Por fim, para terminar o início do nosso diálogo, valorizamos o que medimos ou medimos o que valorizamos? O argumento que temos tentado desenvolver não é um argumento contra a avaliação externa das escolas. No nosso entendimento, esta avaliação é fundamental para a regulação do trabalho que se desenvolve. Contudo, existem questões pertinentes sobre o que se mede, como se mede e para que se mede. A grande questão é se estamos a medir o que valorizamos na educação, ou seja, se procuramos monitorizar se a educação está de facto a fazer o que desejamos e esperamos dela ou, como Gert Biesta nos alerta, estamos a criar uma situação em que passamos a valorizar o que está a ser medido?

Se nos socorrermos de Kant, existe um imperativo categórico de uma escola numa sociedade democrática: educar todas as crianças para que possam ocupar o seu lugar na vida em democracia.
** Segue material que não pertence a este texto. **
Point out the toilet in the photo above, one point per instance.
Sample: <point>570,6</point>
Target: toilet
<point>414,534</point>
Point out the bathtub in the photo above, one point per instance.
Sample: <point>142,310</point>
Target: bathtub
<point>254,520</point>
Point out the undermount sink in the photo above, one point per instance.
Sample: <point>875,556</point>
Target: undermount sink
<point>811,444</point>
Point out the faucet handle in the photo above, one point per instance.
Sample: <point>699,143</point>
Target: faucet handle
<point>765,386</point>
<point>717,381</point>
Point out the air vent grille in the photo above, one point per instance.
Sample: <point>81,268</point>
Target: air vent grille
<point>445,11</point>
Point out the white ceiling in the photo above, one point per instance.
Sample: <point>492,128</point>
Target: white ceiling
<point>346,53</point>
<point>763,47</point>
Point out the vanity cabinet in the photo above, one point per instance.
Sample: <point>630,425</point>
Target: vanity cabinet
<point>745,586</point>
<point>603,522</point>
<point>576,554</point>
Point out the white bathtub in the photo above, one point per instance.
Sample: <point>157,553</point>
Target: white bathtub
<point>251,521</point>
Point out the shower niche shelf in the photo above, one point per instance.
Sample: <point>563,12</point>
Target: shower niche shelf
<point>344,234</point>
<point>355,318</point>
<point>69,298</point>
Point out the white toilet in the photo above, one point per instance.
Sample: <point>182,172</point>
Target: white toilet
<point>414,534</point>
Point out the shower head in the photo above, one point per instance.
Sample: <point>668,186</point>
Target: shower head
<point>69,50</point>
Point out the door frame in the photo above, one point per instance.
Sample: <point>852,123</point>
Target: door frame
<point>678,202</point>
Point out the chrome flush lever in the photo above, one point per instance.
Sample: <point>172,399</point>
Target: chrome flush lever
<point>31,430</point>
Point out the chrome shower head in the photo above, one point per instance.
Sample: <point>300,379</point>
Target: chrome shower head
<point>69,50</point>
Assim, reconhecendo este objetivo universal partilhado, a escola define-se como um espaço público e não como um espaço privado. Por outras palavras, todos somos todas as 635 escolas que aparecem nos rankings de 2022 (mesmo que não ordenadas por terem menos de 62 provas). Será que os rankings escolares promovem a sociedade de que precisamos?

Como Oscar Wild nos diz em Lady Windemere’s Fan, comédia de quatro atos sobre as boas maneiras para viver em Londres: nem tudo o que é de valor pode ou deve ser medido, pois, conhecer o preço de algo é muito diferente de saber o seu valor.